World demand for Chinese exports drop–and many of the short-term effects we've seen aren't hard to predict.  See my post here.  But they will no doubt have longer term effects–and there is a lot of talk, but no consensus, on what exactly they might be.  Elliot Ng, of CNReviews.com, has written a good summation of the challenges China's economy now faces amidst the world financial crises.  In the article, Elliot's Hong Kong Uncle summed up things rather concisely:

Uncle’s simple but powerful framework:  China is supported by a three-legged stool, but two legs are now broken

China’s economic growth is supported by three primary legs:

export-led growth
real property growth
government spending

The first and second legs are now broken.  Ng goes on to write:

Nouriel Roubini, the NYU economics professor that predicted many elements of this global meltdown, writes (at RGEMonitor, reprinted with commentary at JapanFocus)
that there is strong evidence that China is facing a hard landing. 
Roubini points out that a hard landing actually still means a 5-6%
growth rate.  9-10% growth is needed to absorb 24 mm new entrants into
the labor market, including 12-14 mm poor rural farmers.  A 5-6% growth
rate means a significant risk to social stability and continued
political control, so its clear that Chinese leaders are in a tough
place.

China's growth model necessitated their domestic consumer market pick up the  burden of the export sector–basically meaning that the hope was Chinese manufacturers would be serving their own consumers as much or more than foreigners.  But for a number of reasons (maintaining an undervalued currency, very high savings rates, and maybe just not enough time), China hasn't reached this point.

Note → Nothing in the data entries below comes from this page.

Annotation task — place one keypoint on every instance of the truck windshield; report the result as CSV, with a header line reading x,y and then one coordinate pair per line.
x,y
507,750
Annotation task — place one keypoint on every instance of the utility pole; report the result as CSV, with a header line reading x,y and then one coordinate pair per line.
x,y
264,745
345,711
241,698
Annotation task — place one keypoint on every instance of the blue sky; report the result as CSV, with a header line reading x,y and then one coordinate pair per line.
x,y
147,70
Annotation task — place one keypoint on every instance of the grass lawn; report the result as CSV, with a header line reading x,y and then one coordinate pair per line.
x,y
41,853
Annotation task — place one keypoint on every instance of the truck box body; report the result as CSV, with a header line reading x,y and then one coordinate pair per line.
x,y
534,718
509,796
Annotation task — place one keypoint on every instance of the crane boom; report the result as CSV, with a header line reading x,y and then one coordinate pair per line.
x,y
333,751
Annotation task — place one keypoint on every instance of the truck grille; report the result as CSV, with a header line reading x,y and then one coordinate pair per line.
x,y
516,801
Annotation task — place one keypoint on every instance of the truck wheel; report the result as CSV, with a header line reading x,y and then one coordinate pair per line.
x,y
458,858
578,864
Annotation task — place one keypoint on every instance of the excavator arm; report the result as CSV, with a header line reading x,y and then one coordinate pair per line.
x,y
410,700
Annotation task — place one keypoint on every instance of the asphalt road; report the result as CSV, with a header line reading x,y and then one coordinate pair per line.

Now, the government is forced to make up for the lack in spending through economic stimulus packages.  Whether this will be enough, no one knows.  Many bloggers and economists are speculating on the impacts of all of this on the next year or two: possible increased social unrest, a tougher stance by Beijing on social unrest, currency revaluation, export subsidies, and the list goes on.

I prefer to error on the side of "no one really has any clue what's going to happen", and to not make hasty judgments.  Some are predicting China will be just fine this year.  One thing is certain, if you're manufacturing in China, change is in the air.  I know–that's not rocket science.  The rollercoaster ride may have just begun, but this doesn't mean you can't find opportunities to thrive in this environment.  If you have time to tend to more than your challenges here, pay
attention to your sources, pricing, shipping, and govt. policy in China.   New prices, better sources, more attention, faster shipping…  All worth looking into.